Supreme Court Agrees To Hear Challenge Against Madras HC Judgment Quashing 10.5% Vanniyar Reservation; Bars Further Appointments Or Admissions Under Quota
The Supreme Court on Thursday issued notice on a batch of special leave petitions filed against the Madras High Court's judgment which quashed the Tamil Nadu law providing internal reservation of 10.5 % to the Vanniyar Community and the 20% reservation to Most Backward Classes within the category of OBCs. While posting the matters for final hearing on February 15, 2022, the Supreme Court...
The Supreme Court on Thursday issued notice on a batch of special leave petitions filed against the Madras High Court's judgment which quashed the Tamil Nadu law providing internal reservation of 10.5 % to the Vanniyar Community and the 20% reservation to Most Backward Classes within the category of OBCs.
While posting the matters for final hearing on February 15, 2022, the Supreme Court observed that admissions or appointments already done under the said quota will not be disturbed.
However, no further appointments or admissions shall be done under the said quota till the matter is heard, the Court added.
The bench clarified that it will not grant any adjournment for the hearing "in view of the importance of the matter and the implications on a large number of students and appointments to be made".
A bench comprising Justice L Nageswara Rao, Justice BR Gavai and Justice BV Nagarathna was hearing a batch of petitions filed by the State of Tamil Nadu, political party Pattali Makkal Katchi(PMK), and a few other individuals.
In its judgment delivered on November 4, 2021, a division bench of the Madras High Court had declared the "Tamil Nadu Special Reservation of seats in Educational Institutions including Private Educational Institutions and appointments or posts in the services under the State within the Reservation for the Most Backward Classes and Denotified Communities Act, 2021" to be ultra-vires the Constitution.
Senior Advocate Dr.Abhishek Manu Singhvi, appearing for the State of Tamil Nadu, argued that Indira Sawhni judgment recognized the concept of sub-classification among backward classes.
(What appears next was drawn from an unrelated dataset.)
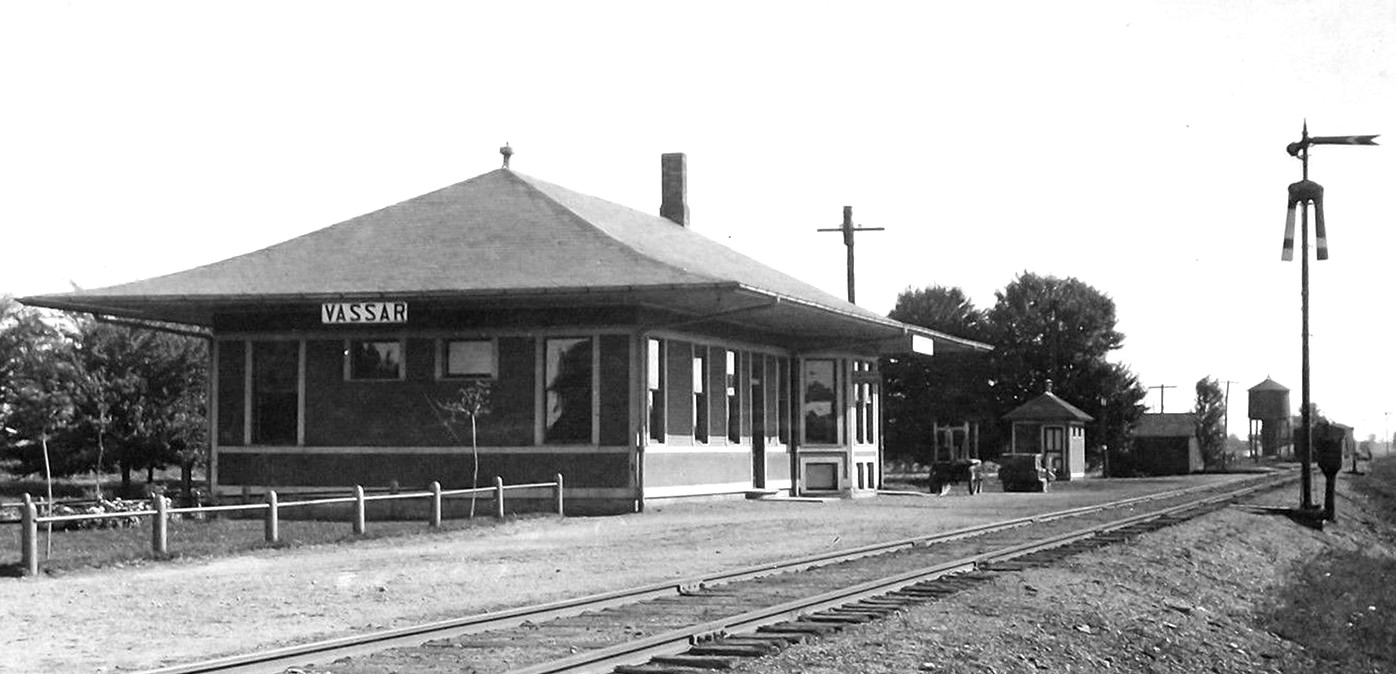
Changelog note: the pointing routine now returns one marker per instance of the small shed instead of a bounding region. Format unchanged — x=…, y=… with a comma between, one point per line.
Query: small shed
x=1166, y=444
x=1051, y=427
Justice Rao then said that arguments have to be made on the point of the competence of the State Legislature to enact the law. The High Court had taken the view that after the 102nd Constitutional Amendment, the State Legislature lacked the competence to identify Socially and Educationally Backward Classes, and such power was vested with the President alone.
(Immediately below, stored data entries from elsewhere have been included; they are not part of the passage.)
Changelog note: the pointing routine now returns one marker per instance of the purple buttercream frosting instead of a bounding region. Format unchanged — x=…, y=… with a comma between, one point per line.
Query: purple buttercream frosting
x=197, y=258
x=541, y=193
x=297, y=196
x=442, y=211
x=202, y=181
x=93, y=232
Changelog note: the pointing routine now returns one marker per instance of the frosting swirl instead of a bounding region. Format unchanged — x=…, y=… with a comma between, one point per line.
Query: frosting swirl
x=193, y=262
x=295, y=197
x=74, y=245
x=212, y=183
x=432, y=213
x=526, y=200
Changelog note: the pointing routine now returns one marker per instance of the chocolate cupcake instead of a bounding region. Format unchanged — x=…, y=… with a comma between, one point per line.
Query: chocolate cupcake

Justice Rao further said that the Court will not stay the High Court's judgment, but will pass an order for the interim arrangement as was done in the case of the Maratha quota case.
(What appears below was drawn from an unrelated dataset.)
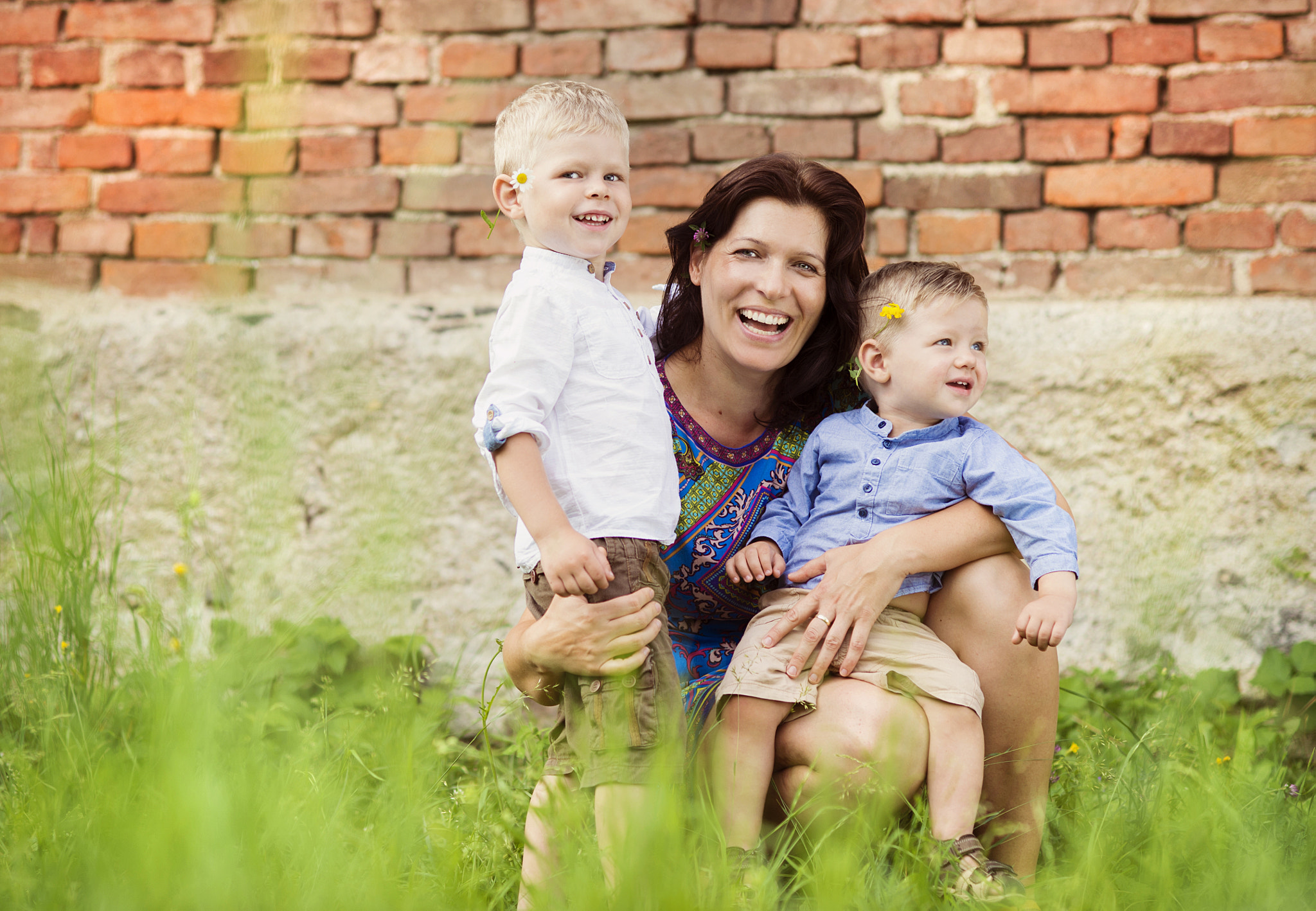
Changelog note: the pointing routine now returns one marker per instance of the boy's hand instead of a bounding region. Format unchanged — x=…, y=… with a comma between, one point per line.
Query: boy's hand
x=756, y=563
x=573, y=564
Senior Advocates Dushyant Dave, S Nagamuthu, Rakesh Dwivedi, P Wilson, Gopal Shankaranarayanan, Advocate Dama Sheshadri Naidu, Varun Chopra, Parthiban etc., appeared for the parties in the case.
The Madras High Court had observed that though the 105th Constitutional Amendment restored the power of States to identify SEBCs by nullifying the effect of the Maratha quota case judgment since the legislation was passed before the 105th amendment, the State lacked the competence for the same.
"We are of the opinion that the Constitution (102nd Amendment) Act, 2018, came into existence on 11.08.2018 and the Constitution (105th Amendment) Act, 2021, was enacted on 19.08.2021 and whereas the impugned Act 8 of 2021 came to be enacted on 26.02.2021 and therefore, we hold that as on the date of enactment of the impugned Act, the State Legislature has no power to enact such legislation and accordingly, the State Legislature has no competency to pass the impugned Act", a division bench comprising Justices M. Duraiswamy and K. Murali Shankar observed.
The High Court also held that the sub-classification in favour of Vanniyars was made solely on the basis of caste without any study or data on backwardness.
"…The impugned enactment has been passed by the state without any quantifiable data on population, socio educational status and representation of the backward classes in the services and the sub-classification done by virtue of the impugned act solely based on population data, in the absence of any objective criteria, is illegal in the eye of law and in violation of the Constitution of India," the High Court said.
The High Court clarified that the order nullifying the reservation will not impact those who have been admitted to institutions under the quota.
On August 25, 2021, the High Court had passed an interim order that every admission or appointment made under the quota will be subject to the final outcome of the challenge. The Supreme Court today observed that the same order will continue to operate during the pendency of the matter before it.